Probability and Random Sampling

Probability

Definition: Probability is the ratio of the number of specific outcomes to the number of all possible outcomes.
- Expressed as: Probability\ of\ A = \frac{number\ of\ A\ outcomes}{number\ of\ all\ possible\ outcomes}
Example:
- A jar contains 50 marbles: 10 red and 40 blue.
- The probability of drawing a red marble is: P(red) = \frac{10}{50} = 0.2 = 20\%.
- Probability is equivalent to proportion.

Probability Range

Probability values range from 0% to 100%.
- 100% Probability: The event will definitely occur.
- 0% Probability: The event will definitely not occur.

Random Sample

Definition: A sample selected from a population where every individual has an equal and independent chance of being chosen.
Two Important Principles:
- Every individual has an equal chance of being selected.
- The probability of selecting an individual remains constant, regardless of who was previously selected.
  - This implies independence between selections.

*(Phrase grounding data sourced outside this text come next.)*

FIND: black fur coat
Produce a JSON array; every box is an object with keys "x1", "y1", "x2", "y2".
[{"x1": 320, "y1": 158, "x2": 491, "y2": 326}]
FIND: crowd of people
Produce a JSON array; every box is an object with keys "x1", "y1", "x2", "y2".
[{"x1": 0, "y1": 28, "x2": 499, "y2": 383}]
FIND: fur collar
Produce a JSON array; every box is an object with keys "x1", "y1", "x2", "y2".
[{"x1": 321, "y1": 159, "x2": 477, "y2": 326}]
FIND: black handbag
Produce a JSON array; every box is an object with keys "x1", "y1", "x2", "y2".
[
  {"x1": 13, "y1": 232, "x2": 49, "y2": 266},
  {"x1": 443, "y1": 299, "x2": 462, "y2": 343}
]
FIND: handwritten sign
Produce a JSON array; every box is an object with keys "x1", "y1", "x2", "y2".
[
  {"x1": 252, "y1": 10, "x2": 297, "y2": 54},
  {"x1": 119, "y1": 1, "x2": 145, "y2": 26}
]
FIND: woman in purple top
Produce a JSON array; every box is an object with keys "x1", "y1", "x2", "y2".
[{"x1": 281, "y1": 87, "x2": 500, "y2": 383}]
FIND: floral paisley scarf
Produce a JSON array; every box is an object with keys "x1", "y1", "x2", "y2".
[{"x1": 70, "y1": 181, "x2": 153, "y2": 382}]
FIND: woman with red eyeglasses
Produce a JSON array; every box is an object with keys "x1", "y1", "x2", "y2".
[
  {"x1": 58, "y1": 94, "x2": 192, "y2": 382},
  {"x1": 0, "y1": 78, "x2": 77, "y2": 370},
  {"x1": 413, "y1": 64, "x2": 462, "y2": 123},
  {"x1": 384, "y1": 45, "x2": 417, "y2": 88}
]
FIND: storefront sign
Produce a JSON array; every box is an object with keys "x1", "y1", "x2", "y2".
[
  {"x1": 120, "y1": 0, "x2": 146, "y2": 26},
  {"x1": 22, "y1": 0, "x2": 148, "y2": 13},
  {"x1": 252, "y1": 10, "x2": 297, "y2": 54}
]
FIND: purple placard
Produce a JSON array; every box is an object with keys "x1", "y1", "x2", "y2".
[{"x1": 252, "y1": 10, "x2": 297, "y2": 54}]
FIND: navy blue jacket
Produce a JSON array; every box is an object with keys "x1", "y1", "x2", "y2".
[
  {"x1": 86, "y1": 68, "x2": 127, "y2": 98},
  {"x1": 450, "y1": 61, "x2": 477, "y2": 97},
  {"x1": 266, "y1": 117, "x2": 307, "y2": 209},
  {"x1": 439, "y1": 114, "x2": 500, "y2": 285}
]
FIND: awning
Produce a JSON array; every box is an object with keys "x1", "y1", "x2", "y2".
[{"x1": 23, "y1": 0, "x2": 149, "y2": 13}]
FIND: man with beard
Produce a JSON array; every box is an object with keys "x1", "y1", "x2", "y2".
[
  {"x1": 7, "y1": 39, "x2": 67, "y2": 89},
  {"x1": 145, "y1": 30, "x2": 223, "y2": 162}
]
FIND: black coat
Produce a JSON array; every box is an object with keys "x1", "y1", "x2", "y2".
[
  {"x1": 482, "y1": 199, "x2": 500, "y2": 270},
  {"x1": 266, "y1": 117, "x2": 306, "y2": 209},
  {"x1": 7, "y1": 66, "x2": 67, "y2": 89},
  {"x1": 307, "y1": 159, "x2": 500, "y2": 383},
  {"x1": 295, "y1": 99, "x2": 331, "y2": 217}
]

Random Sampling & Replacement

Random Sampling with Replacement:
- Each selected individual is returned to the population before the next selection.
- This ensures the population size and probabilities remain constant across selections.
- Example: In a population of 16, the probability of selecting a specific person is \frac{1}{16}. After selecting and replacing them, the probability remains \frac{1}{16} for the next draw.
Random Sampling without Replacement:
- Each selected individual is removed from the population.
- This changes the population size and probabilities for subsequent selections.
- Example: In a population of 16, if one person is selected and removed, the probability of selecting a specific person in the next draw becomes \frac{1}{15}.

Normal Distribution

Characteristics:
- Symmetrical, bell-shaped distribution.
- Mean, median, and mode are equal and located at the center.
Empirical Rule (68-95-99.7 Rule):
- Approximately 68% of the scores fall within ±1 standard deviation (SD) of the mean.
- Approximately 95% of the scores fall within ±2 SDs of the mean.
- Approximately 99.7% of the scores fall within ±3 SDs of the mean.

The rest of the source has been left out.